Buying cabochons for jewelry projects can be fun and exciting, but if you don’t know what to look for it can be daunting, and you may end up with stones that will pose problems or that you simply can’t set. I love looking through cases full of beautiful hand cut cabochons, and my mind swarms with new designs and inspiration. I’m like a kid in a candy shop when I’m shopping for stones. There is nothing worse though than sitting down at your bench and taking a closer look at a stone that you’ve fallen in love with, only to discover that it has a crack in it, has scratches or chips on the surface, or is just cut poorly. Hopefully, this guide will help you pick out good quality cut stones for your next jewelry project.
How to choose a Cabochon
1. Check the shape. If a cab is a regular shape such as round, oval or square, make sure that it is even, Once you place it in a bezel any irregularity in the shape will become much more apparent. If it’s a round cab, make sure it is truly round by measuring it with calipers. Make sure each side of a square are the same length. Also make sure the bottom is flat. If the bottom of your cab is uneven it will not sit properly on the base plate of your bezel, and could result in rocking, wiggling and possibly cracking your stone.
2. Check the sides of the cab. Look for Cabs that are cut with an even slope from the base towards the top. Straight sides are tricky to set in a bezel and may need to be glued to secure them. Avoid any stone that is narrower at the base and larger towards the top. This sort of inverted angle does not fit well into a bezel.

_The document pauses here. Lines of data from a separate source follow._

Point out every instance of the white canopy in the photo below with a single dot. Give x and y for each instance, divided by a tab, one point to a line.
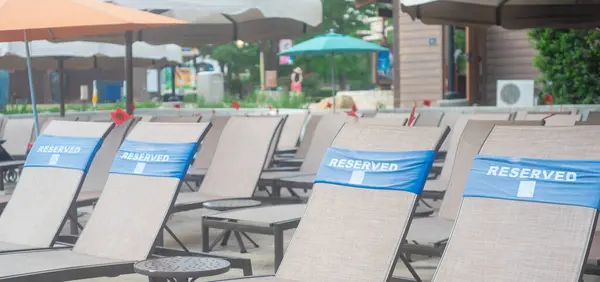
86	55
511	14
219	21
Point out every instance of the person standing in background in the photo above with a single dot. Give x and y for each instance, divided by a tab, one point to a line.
296	84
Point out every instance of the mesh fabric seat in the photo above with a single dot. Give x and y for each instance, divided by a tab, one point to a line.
516	237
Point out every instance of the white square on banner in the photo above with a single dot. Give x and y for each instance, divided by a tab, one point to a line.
357	177
526	189
54	159
139	168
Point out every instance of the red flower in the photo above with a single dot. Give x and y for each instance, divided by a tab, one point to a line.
411	118
351	114
119	116
548	98
235	105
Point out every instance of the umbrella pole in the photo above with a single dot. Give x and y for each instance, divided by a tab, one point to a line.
333	80
31	89
129	71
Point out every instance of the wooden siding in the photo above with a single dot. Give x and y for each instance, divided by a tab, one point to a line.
421	64
509	56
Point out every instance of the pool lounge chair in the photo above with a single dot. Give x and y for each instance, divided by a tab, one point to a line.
326	130
36	212
352	230
427	236
291	132
129	215
302	180
238	161
435	188
307	135
528	228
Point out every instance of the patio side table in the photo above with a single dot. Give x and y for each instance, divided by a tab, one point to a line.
181	269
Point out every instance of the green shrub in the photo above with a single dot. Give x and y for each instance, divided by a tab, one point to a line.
569	62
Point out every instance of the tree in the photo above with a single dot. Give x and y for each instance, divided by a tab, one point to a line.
237	61
570	64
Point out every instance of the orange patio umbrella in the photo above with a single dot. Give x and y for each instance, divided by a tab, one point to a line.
26	20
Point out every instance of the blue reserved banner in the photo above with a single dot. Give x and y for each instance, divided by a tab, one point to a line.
153	159
564	182
63	152
406	171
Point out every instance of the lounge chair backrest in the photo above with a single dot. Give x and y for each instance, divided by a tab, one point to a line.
147	118
307	135
454	138
429	119
209	144
275	142
472	138
324	134
396	115
44	121
291	130
562	120
37	209
177	119
98	172
593	118
240	157
17	133
449	119
351	233
537	230
138	195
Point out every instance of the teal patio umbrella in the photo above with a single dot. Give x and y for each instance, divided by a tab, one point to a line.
333	43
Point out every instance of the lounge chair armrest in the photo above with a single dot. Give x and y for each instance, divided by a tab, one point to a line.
277	169
67	240
288	163
241	263
242	278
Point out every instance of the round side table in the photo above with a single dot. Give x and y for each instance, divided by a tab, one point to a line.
226	205
180	269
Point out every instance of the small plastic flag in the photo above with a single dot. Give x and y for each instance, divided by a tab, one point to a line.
235	105
119	116
411	118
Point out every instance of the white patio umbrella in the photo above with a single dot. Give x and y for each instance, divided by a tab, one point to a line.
84	55
218	21
510	14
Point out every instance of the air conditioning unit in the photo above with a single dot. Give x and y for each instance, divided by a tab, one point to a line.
515	93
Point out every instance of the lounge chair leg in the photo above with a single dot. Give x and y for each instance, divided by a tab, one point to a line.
217	240
73	222
240	242
294	194
189	186
410	268
176	239
226	238
249	239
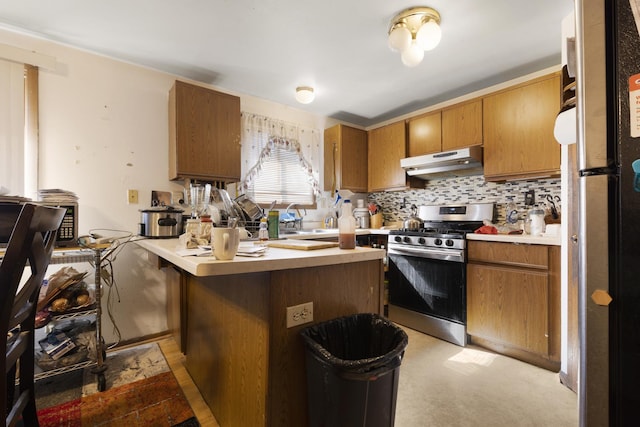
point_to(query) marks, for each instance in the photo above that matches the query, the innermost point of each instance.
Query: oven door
(428, 295)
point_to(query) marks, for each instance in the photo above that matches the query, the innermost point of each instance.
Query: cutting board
(304, 245)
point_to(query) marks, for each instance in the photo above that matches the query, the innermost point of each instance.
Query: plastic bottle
(346, 227)
(512, 211)
(274, 224)
(263, 232)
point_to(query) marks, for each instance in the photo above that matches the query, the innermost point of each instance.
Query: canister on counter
(273, 220)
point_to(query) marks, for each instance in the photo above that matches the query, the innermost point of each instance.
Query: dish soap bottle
(346, 227)
(512, 211)
(263, 232)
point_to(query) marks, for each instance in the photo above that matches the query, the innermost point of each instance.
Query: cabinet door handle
(601, 297)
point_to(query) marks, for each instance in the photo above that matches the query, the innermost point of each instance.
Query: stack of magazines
(57, 196)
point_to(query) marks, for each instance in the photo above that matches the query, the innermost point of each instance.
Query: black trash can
(353, 366)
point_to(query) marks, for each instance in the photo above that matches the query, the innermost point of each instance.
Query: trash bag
(353, 367)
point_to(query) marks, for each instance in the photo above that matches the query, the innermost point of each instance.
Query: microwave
(67, 233)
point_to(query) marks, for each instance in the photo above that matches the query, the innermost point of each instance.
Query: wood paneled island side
(247, 364)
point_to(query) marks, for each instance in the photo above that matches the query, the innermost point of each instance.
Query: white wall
(103, 130)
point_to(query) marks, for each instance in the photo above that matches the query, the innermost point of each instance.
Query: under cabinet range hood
(449, 164)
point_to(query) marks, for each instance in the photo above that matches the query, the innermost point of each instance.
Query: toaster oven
(67, 233)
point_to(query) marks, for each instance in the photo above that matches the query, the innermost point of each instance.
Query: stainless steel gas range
(427, 270)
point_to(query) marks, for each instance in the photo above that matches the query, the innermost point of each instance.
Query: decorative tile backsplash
(396, 206)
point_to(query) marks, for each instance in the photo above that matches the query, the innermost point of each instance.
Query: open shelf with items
(94, 254)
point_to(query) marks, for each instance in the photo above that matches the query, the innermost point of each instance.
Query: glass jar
(192, 227)
(536, 225)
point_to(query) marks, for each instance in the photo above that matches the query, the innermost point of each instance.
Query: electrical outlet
(530, 198)
(299, 314)
(132, 196)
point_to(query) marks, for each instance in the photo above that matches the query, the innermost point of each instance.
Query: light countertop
(333, 233)
(517, 238)
(274, 259)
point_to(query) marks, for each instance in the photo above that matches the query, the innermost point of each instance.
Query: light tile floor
(442, 384)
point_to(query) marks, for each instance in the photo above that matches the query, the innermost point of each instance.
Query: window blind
(282, 178)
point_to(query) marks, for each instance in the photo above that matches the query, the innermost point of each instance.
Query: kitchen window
(278, 161)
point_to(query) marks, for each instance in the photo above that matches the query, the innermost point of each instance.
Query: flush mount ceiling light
(413, 31)
(304, 94)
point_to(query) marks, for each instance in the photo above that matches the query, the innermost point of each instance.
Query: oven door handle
(433, 253)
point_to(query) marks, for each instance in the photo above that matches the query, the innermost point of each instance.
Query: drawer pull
(601, 297)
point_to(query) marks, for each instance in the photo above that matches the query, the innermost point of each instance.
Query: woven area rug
(141, 391)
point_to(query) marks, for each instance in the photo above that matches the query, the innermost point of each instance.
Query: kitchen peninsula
(248, 365)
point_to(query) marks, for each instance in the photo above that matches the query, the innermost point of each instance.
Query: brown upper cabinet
(345, 159)
(458, 126)
(462, 125)
(387, 145)
(204, 134)
(518, 131)
(425, 134)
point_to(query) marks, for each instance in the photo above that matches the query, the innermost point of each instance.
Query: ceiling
(266, 48)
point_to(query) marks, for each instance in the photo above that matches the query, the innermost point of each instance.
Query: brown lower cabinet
(513, 300)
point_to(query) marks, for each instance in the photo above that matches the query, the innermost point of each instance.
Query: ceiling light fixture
(304, 94)
(413, 31)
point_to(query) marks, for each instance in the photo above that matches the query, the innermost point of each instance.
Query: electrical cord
(108, 256)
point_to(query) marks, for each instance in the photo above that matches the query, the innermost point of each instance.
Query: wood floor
(175, 359)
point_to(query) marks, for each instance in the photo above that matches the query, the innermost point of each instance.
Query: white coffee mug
(244, 233)
(224, 242)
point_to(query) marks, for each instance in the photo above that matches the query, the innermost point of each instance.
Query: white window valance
(298, 149)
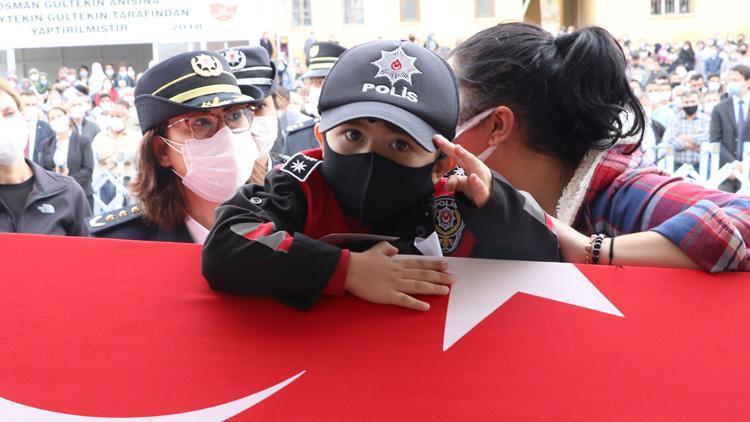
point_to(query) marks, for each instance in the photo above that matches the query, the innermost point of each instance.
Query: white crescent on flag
(483, 285)
(12, 411)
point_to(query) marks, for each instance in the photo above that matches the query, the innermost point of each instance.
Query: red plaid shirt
(627, 194)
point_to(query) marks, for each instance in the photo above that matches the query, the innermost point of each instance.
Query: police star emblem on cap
(206, 66)
(236, 58)
(396, 65)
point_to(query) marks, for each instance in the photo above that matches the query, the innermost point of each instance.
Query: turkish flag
(109, 328)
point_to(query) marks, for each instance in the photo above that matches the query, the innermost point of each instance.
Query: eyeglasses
(204, 126)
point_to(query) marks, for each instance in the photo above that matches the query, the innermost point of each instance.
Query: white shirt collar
(196, 230)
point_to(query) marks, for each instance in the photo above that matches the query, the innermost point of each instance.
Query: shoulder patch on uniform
(300, 166)
(449, 225)
(114, 218)
(456, 171)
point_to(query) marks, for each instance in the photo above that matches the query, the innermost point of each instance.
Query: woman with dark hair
(685, 57)
(193, 155)
(68, 152)
(557, 118)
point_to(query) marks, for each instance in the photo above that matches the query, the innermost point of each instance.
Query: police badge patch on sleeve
(300, 166)
(449, 225)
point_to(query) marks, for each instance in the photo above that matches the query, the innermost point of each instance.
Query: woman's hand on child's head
(376, 277)
(477, 183)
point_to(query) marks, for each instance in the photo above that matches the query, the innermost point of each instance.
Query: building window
(409, 10)
(354, 11)
(301, 13)
(670, 7)
(484, 8)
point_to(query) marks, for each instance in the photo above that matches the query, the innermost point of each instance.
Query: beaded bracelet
(594, 249)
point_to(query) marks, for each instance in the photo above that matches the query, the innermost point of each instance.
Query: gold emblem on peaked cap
(206, 66)
(236, 58)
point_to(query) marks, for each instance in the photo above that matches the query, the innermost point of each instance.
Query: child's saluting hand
(477, 183)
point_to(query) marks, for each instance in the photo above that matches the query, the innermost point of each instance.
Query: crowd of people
(543, 158)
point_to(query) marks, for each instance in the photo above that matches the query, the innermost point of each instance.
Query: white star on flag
(396, 65)
(298, 166)
(483, 285)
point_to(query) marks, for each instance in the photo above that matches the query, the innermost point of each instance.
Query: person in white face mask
(79, 105)
(115, 149)
(194, 154)
(256, 76)
(32, 199)
(38, 129)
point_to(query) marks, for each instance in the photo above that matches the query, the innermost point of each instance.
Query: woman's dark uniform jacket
(265, 240)
(130, 223)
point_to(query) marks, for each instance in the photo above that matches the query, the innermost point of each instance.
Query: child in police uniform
(387, 109)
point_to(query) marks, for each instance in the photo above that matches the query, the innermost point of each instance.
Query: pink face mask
(216, 166)
(469, 124)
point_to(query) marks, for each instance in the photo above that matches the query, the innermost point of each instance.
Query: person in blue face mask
(387, 112)
(729, 122)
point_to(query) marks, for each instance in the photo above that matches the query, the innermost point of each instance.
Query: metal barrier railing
(121, 196)
(709, 174)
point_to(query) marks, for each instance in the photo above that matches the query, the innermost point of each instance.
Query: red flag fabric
(110, 328)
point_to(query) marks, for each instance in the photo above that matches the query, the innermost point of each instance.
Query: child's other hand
(375, 277)
(477, 183)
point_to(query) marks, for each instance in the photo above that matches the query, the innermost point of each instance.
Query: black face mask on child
(373, 188)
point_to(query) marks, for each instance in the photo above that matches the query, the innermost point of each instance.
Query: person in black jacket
(68, 153)
(33, 200)
(194, 154)
(387, 109)
(39, 129)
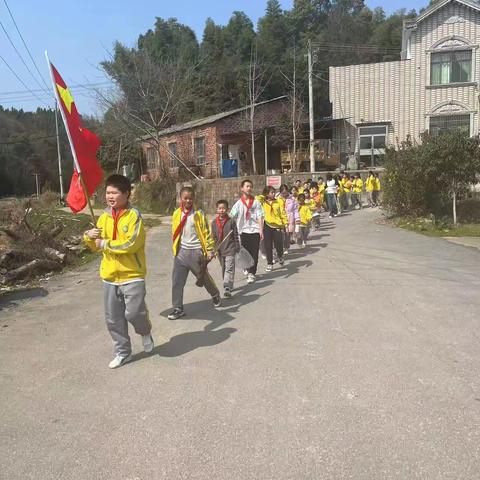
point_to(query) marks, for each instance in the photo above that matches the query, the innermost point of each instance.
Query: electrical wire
(20, 56)
(25, 44)
(21, 81)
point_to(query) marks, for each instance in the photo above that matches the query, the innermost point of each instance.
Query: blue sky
(78, 35)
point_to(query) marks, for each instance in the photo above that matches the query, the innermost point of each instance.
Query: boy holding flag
(120, 237)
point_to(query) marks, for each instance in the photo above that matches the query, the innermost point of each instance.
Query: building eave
(437, 6)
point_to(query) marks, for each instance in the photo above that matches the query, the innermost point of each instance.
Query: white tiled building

3. Check the angle of the sides. A well cut stone will have the same angle all the way around the stone. Hold the up stone at eye level and check all the way around. If the angles are different on each side, it will result in a bezel that doesn’t fold down evenly around the stone. The bezel will accentuate these differences and result in what looks like a poorly set stone, when in fact it is a poorly cut stone.
4. Check the face of the stone. Be sure to carefully check the face, or top of the cab. Make sure that it is even and level across the top with the highest point in the centre. Avoid stones with visible scratches or cracks through them. What may seem like a small flaw now, could result in a stone that ends up in pieces when you are setting it.
5. Check the bottom edge. A well cut stone will have an almost invisible 45 degree angle cut all the way around the bottom edge. This prevents your stone from chipping or worse breaking when you pop it into a snug fitting bezel.
6. Don’t pass up a stone just because it has irregular edges. If you find a stone that you absolutely fall in love with but realize that it may not be suitable for a bezel setting because it has rough or irregular edges, don’t despair. What some may view as a flaw can often be used as an interesting part of your design. Maybe use prongs instead of a bezel, or use half of a bezel and a couple prongs to secure the stone. Allow your imagination to run wild and be inspired be a unique stone. Sharp corners can be challenging for inexperienced setters as well, needing caution to set.
7. Buy it now! Chances are if you fall in love with a cabochon and take too long to think about it, someone else is going to snatch it up. There is nothing worse than having your heart set on a particular stone only to find that its gone! If you love it, get it!
8. Catalogue your stones. Each stone in my ‘collection’ has pertinent information along with it. I keep track of where and when I bought the stone, who cut it (if that info is available) and most importantly how much I payed for it. This may seem like a silly thing to do, but without knowing how much I payed for a stone, I cannot accurately price a piece of jewelry. Even if you aren’t selling your work now, you may in the future, and chances are, you will not remember where you bought a particular stone, or how much it was. So take a minute or two and keep track.